WASHINGTON >> The Justice Department said Thursday that it intends to try Kilmar Abrego Garcia on federal smuggling charges in Tennessee before it moves to deport him, addressing fears that he could be expelled again from the U.S. within days.

U.S. Magistrate Judge Barbara Holmes in Nashville, Tennessee, recently ruled that Abrego Garcia has a right to be released from jail while awaiting trial on the smuggling charges. But she decided Wednesday to keep him in custody for at least a few more days over concerns that U.S. immigration officials would swiftly detain him and try to deport him again.

But DOJ spokesperson Chad Gilmartin told The Associated Press that Abrego Garcia will first be tried in court on the charges.

“This defendant has been charged with horrific crimes, including trafficking children, and will not walk free in our country again,” Gilmartin said.

Abrego Garcia became a flashpoint over President Donald Trump’s hardline immigration policies when he was mistakenly deported to El Salvador in March. Facing mounting pressure and a Supreme Court order, the Trump administration returned him this month to face the smuggling charges, which Abrego Garcia’s attorneys characterized as an attempt to justify his erroneous deportation.

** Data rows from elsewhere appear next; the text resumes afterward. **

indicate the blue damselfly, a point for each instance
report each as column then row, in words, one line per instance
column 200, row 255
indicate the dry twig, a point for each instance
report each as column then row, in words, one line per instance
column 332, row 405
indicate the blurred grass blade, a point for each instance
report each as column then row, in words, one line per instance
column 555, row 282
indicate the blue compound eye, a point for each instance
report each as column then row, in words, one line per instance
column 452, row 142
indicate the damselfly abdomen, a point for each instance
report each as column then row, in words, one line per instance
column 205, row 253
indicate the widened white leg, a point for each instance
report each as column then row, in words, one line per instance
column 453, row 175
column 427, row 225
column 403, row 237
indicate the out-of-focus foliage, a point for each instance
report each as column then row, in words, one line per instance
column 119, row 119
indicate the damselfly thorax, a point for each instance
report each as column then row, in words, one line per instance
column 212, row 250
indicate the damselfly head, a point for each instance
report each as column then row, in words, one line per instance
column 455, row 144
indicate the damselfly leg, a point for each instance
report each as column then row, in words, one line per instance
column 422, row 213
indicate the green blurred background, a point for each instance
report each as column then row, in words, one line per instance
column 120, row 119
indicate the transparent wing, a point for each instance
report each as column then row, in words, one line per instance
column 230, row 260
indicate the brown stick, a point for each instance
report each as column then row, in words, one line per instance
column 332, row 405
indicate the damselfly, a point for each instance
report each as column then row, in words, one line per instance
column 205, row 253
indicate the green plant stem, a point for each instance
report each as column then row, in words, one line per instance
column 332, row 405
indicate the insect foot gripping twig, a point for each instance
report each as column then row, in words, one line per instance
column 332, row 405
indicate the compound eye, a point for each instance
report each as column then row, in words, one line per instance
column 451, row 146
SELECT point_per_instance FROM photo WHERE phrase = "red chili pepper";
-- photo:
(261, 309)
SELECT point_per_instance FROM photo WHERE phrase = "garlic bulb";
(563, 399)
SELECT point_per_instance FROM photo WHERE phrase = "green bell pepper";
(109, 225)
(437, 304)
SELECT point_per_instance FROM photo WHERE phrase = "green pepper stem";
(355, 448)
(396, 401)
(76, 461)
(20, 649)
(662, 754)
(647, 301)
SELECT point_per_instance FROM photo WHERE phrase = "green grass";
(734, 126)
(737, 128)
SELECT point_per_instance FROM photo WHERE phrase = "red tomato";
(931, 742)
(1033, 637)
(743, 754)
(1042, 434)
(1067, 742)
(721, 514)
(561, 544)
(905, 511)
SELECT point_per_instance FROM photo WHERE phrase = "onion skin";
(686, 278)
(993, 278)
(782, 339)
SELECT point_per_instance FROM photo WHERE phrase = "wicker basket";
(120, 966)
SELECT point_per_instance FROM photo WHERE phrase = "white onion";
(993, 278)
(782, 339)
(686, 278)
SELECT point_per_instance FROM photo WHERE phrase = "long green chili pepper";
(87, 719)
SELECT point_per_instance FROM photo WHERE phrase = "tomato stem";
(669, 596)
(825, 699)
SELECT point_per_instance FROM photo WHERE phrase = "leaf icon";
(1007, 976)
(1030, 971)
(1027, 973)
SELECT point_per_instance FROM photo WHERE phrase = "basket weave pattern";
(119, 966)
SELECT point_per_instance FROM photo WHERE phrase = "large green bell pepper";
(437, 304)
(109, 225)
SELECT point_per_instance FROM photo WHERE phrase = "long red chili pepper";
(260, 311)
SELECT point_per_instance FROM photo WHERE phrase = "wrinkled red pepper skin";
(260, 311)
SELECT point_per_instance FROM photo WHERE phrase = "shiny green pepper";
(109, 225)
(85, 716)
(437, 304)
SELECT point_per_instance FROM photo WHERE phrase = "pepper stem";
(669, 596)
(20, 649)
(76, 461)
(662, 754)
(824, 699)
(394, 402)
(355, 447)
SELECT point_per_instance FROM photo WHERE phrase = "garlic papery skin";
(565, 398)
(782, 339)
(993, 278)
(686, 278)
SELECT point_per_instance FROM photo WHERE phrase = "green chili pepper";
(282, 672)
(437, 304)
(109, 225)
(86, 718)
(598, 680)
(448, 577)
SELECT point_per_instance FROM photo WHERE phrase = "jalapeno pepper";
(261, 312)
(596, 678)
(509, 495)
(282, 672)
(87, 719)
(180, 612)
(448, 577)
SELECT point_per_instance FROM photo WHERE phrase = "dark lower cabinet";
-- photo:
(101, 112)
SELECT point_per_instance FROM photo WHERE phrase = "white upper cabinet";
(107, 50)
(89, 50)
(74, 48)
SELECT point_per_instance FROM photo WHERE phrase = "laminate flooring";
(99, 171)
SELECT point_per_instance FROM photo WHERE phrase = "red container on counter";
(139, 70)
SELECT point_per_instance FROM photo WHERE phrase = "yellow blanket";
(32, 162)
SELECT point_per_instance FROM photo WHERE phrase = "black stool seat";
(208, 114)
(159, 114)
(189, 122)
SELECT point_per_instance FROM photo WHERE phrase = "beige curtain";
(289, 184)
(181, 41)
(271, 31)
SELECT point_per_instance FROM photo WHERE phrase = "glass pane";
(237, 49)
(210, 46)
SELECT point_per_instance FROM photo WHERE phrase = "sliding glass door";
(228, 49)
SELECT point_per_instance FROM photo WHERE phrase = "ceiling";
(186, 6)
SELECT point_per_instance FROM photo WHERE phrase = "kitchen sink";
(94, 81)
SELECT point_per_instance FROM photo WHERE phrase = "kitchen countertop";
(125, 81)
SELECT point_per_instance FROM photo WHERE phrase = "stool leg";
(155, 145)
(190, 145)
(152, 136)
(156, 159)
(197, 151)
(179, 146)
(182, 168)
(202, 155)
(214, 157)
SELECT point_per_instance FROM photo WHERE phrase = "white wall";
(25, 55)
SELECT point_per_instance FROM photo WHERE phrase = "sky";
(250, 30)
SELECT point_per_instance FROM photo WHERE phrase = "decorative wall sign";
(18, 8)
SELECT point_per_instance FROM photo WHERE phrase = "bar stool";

As Abrego Garcia’s criminal case has moved forward, concerns grew that he would be swiftly deported upon his release from jail in Tennessee.

Abrego Garcia’s lawyers filed an emergency request Thursday to a federal judge in Maryland to order the government to take Abrego Garcia to that state upon release, an arrangement that would prevent his deportation before trial.

“If this Court does not act swiftly, then the Government is likely to whisk Abrego Garcia away to some place far from Maryland,” Abrego Garcia’s attorneys wrote.

Abrego Garcia had lived and worked as a construction worker in Maryland with his American wife and children for more than a decade before his deportation in March. His wife, Jennifer Vasquez Sura, is suing the Trump administration over his deportation in the Maryland federal court where Abrego Garcia’s attorneys filed their emergency request.

“We have concerns that the government may try to remove Mr. Abrego Garcia quickly over the weekend,” one of his attorneys, Jonathan Cooper, told U.S. District Judge Paula Xinis in Greenbelt, Maryland, during a conference call Thursday afternoon.

Justice Department attorney Jonathan Guynn acknowledged on the call that the U.S. government plans to deport Abrego Garcia to a “third country” that isn’t El Salvador. But he said there was no timeline for the deportation plans.

“We do plan to comply with the orders we’ve received from this court and other courts,” he said. “But there’s no timeline for these specific proceedings.”